If you’re doing it right, there’s no need for you to hurt yourself. Some people think running is bad for your joints, Clarke says, but “it all depends on how you run. I’ve been running for over 25 years and I’ve never had a knee injury.”

Have fun

Running doesn’t need to be a chore.

“On a good run in the summer, when it’s 80 degrees out, you feel so good about yourself,” Bauer says. “I think running is the greatest thing you can do for your mental health. I really do.”


What gear should you buy if you’re trying to get started running? Here’s a quick look at a few of the basics — and a few popular extras.
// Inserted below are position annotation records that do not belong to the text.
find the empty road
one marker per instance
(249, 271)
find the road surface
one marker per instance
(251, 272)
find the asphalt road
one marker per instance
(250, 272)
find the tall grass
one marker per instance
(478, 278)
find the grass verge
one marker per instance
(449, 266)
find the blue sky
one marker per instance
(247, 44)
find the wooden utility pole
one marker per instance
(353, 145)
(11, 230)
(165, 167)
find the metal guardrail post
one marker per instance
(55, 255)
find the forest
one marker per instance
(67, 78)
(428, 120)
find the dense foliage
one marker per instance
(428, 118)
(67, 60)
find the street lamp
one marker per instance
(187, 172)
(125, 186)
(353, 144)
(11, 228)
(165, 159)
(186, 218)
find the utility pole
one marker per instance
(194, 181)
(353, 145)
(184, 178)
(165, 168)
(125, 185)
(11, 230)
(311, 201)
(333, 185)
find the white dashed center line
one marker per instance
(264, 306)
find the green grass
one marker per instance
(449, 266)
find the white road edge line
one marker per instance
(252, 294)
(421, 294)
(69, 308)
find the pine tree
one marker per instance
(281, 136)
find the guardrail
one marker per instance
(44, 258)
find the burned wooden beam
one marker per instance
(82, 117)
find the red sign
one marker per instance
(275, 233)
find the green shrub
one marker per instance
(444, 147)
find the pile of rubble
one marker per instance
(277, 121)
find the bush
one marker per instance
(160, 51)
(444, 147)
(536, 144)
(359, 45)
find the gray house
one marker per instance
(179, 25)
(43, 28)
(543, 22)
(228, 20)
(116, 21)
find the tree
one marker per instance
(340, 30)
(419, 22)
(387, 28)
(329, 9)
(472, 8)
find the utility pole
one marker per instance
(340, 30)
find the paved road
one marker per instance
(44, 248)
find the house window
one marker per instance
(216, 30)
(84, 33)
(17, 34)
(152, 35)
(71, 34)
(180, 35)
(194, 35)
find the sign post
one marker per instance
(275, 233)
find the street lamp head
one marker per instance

- Good shoes: If you’re going to spend money on anything, it should be a good pair of shoes and some decent socks, according to Eric Clarke, owner of Running With E’s in Adrian, Mich. Expect to spend $75 to $130 on a good pair of shoes.

- Good socks: Look for socks made from a wicking material that pulls moisture away from your feet as you run, Clarke says.

- Comfortable clothes: Although Clarke says shoes and socks are the essentials, clothes made from a wicking material can make a world of difference. “If you go out in a wicking top just once, you’ll wonder why you ever ran in cotton,” he says. For women, a supportive jogging bra is also a good idea.

- A heart rate monitor: These range from around $60 to $160, according to Steve Gariety, manager of MC Sports in Adrian, Mich. Some models use a strap around your chest that sends data wirelessly to a wrist unit; with others, you touch two fingers to the wrist unit.

- More high-tech options: One relatively new addition to the world of running gear is Nike Plus, in which a sensor embedded in your shoe transmits information to an iPod Nano strapped to your wrist. You can track your mileage on Nike’s Web site, Gariety says, and even use the site to compete with friends in other places. “It keeps you a little bit motivated,” Gariety says.